Most, if not all women who have been through the trial of having a husband addicted to pornography have experienced some very serious doubts in their self confidence. I know that this has been the case for me, it is hard not to feel bad about your self, your body, your looks, etc... when your husband is caught in this addiction. I want all of the women (or men) who read this blog to know that your spouses addictions have NOTHING to do with you. Unfortunately some caught in this addiction may tell you that it is because you are not affectionate enough, or sexual enough, etc...(I am very lucky that my husband is aware that this is his problem and has never said these things to me personally, but it happens in LOTS of similar situations). It is so important that we always remember that we did not cause this addiction, nor is it in anyway our fault.
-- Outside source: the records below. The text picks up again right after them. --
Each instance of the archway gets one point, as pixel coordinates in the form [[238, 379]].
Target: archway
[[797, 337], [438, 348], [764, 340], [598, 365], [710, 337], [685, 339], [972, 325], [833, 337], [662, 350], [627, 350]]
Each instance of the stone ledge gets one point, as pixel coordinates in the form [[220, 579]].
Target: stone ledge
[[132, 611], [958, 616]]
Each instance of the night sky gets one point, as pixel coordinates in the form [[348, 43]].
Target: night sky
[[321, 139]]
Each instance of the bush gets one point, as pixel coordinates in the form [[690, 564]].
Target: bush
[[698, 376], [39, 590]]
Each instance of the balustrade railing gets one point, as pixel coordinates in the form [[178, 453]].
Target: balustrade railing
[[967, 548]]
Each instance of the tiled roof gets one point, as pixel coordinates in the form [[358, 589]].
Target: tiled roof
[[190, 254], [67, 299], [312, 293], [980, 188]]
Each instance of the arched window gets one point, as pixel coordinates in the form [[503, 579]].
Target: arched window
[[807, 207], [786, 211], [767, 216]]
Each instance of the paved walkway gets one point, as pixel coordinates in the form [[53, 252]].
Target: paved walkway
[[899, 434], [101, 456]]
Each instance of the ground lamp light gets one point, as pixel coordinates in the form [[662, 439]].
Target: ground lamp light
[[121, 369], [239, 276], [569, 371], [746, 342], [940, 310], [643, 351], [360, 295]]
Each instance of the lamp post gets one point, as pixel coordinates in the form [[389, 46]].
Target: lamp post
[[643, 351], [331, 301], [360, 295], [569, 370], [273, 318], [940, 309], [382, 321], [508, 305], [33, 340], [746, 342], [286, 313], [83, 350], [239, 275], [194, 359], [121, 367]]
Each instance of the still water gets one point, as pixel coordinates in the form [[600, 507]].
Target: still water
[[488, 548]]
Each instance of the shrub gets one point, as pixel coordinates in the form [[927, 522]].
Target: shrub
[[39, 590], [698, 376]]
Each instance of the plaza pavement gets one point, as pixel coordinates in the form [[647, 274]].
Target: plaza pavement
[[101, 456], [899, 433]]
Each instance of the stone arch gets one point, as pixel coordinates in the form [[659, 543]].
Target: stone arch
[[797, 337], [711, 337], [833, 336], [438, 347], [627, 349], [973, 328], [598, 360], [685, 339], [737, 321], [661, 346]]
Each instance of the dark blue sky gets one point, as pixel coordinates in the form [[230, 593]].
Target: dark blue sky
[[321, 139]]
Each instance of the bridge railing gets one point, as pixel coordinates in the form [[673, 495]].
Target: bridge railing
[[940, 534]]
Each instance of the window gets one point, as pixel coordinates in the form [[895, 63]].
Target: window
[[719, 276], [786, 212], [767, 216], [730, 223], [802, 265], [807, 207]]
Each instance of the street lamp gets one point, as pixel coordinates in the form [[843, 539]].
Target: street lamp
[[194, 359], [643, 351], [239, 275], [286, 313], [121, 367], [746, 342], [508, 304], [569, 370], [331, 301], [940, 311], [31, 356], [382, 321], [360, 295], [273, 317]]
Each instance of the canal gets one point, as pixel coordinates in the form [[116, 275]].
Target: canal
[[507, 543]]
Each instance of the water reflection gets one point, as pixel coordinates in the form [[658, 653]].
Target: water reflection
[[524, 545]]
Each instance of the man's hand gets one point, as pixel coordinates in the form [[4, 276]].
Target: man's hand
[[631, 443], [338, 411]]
For me going back to school and attending a 12-step group for spouses has greatly increased my confidence. Going back to school and gaining an education in a field I LOVE has helped me to have a personal identity outside of being a wife and mother. I LOVE being a wife and a mother but needed something that was just for me. Attending the support group also greatly helped me to regain my self confidence, it was cleansing to hear that I am not crazy, the feelings and frustrations I have are normal and very common in this situation.
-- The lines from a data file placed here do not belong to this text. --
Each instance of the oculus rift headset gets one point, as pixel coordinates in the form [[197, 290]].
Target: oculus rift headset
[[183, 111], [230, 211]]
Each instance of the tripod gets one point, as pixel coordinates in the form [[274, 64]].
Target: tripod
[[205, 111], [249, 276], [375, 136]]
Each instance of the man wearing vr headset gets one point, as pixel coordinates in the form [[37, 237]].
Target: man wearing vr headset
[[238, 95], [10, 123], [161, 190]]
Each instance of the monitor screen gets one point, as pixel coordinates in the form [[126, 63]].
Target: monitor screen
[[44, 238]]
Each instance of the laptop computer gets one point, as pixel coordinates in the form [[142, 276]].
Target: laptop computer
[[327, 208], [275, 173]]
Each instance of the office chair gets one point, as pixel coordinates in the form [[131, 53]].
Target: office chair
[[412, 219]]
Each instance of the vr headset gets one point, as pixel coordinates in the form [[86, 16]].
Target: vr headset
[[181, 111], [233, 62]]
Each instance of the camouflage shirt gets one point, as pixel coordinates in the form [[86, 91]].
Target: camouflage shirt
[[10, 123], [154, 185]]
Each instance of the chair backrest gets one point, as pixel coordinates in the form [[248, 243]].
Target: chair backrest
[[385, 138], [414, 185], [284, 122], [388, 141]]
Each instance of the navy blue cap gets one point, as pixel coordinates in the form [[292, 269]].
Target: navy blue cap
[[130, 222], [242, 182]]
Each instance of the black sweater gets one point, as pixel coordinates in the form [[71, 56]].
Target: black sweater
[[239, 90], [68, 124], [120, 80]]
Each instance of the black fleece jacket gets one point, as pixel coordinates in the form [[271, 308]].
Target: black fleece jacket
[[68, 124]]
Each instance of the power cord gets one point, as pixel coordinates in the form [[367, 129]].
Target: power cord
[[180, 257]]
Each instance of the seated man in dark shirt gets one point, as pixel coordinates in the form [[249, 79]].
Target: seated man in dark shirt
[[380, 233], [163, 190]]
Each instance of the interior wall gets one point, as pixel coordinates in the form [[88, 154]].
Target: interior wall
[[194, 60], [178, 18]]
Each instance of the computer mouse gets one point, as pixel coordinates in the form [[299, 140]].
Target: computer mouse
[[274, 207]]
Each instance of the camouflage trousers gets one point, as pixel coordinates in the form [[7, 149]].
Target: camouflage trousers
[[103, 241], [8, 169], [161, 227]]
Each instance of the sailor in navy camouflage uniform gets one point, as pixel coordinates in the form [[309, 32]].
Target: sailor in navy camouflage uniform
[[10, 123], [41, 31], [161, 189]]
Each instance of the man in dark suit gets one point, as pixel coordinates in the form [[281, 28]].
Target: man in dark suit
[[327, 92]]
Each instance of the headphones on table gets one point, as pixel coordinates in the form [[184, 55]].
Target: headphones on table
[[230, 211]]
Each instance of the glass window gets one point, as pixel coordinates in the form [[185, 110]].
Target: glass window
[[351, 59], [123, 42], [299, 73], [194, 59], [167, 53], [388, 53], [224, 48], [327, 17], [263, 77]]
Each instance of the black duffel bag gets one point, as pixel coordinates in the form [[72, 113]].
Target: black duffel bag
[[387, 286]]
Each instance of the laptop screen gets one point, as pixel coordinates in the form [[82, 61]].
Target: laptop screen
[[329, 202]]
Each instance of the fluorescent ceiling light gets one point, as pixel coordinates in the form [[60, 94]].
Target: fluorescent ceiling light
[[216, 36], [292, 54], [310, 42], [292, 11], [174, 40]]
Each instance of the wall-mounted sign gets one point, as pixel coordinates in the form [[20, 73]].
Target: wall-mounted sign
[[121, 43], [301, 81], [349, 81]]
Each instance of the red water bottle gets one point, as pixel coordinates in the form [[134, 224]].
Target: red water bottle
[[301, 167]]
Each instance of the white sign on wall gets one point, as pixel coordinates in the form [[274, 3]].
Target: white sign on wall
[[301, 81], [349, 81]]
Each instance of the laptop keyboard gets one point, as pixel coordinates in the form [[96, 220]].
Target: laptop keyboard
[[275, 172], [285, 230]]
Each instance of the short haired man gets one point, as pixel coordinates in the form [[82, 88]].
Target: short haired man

To those who are caught or have been caught in the addiction of pornography...
You can in know way understand your spouses side of this. The hurt, the anger, the frustration, the distrust, the heartache, embarrassment, and self doubting. I don't say these things to make you feel worse, but I say them to help you understand the various levels of destruction that this disease of addiction causes. Out of all of the emails that I have gotten since starting this blog, almost EVERY SINGLE ONE OF THEM has been from a wife who WANTS to help her husband, who loves her husband, who wants to save her family, and who is HURTING. From the bottom of my heart I beg you to think about what pornography has done to your life, your marriage, your self, and others. Thank your wife for wanting to help you, thank her for loving you enough to be willing to work things out, and thank Heavenly Father for putting someone in your life who is willing to forgive you, support you, and love you. Think about what pornography can do to a persons self image and self esteem... Tell your wife EVERYDAY how beautiful she is (or your husband), help her to feel more confident and secure, help to re-build her self esteem, she NEEDS this from you just as much as you need her love and support!